The inclusion of housing wealth, such as the disposal of residential property, would however provide sufficient cover of debt for this group.
The study found that a significant majority of borrowers are less vulnerable to unexpected income and expenditure shocks.
Meanwhile, the study shows that the impact of a higher cost of living is lower compared with an income shock.
“When expenditure rises by 20%, share of total borrowers with negative financial margin increases by 3.1 ppt from the baseline. This largely affects those living in urban areas who are subject to higher living expenses.”
BNM noted that Malaysian household debt growth has been moderating for seven consecutive years to 4.9% as at end-2017. The ratio of household debt-to-GDP declined to 84.3% from the peak of 89% in 2015.

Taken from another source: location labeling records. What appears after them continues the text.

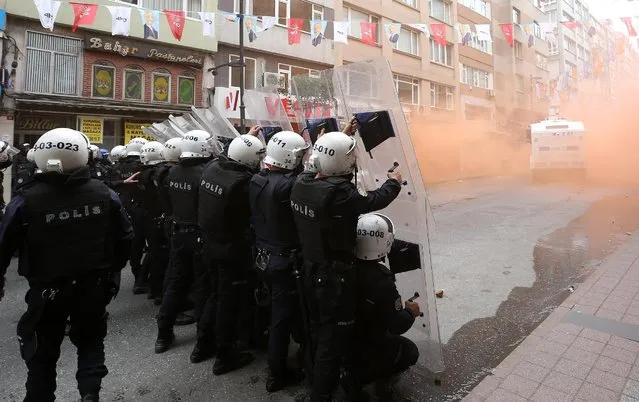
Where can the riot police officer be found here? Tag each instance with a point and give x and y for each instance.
(131, 199)
(72, 268)
(186, 264)
(380, 351)
(224, 215)
(278, 247)
(325, 208)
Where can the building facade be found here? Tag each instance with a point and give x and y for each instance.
(105, 85)
(269, 59)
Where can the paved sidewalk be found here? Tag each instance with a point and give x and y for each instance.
(586, 350)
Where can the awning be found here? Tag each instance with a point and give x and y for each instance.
(42, 104)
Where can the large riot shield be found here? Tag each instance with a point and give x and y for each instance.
(367, 91)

It said risks to financial stability posed by household indebtedness remain manageable despite the existence of pockets of risks, and banks continue to have sufficient capital buffers to withstand potential losses arising from the household sector, even under severe macroeconomic and financial shocks.
Under the stressed scenarios, the potential losses to the banking system from credit exposures to borrowers with negative financial margin due to income, cost of living and cost of borrowing shocks are estimated at between RM66 billion and RM103.8 billion.
“Despite the severity of these shocks, banks are able to withstand the potential losses, which remain within banks’ total excess capital buffer of RM124.5 billion.”
In view of high property prices, BNM said more could be done to ensure renting becomes a viable alternative for households.
“A conducive rental market would provide borrowers the option to rent rather than incur more substantial debt and expenditure burdens associated with owning a home.”
Other measures include encouraging insurance and takaful coverage as a safety net; promoting responsible lending behaviour; and enhancing financial literacy.
Despite high household debt levels, the central bank said more measures to rein it in are not warranted given continued moderation in household debt expansion, declining household debt-to-GDP ratio and prudent debt service ratio level.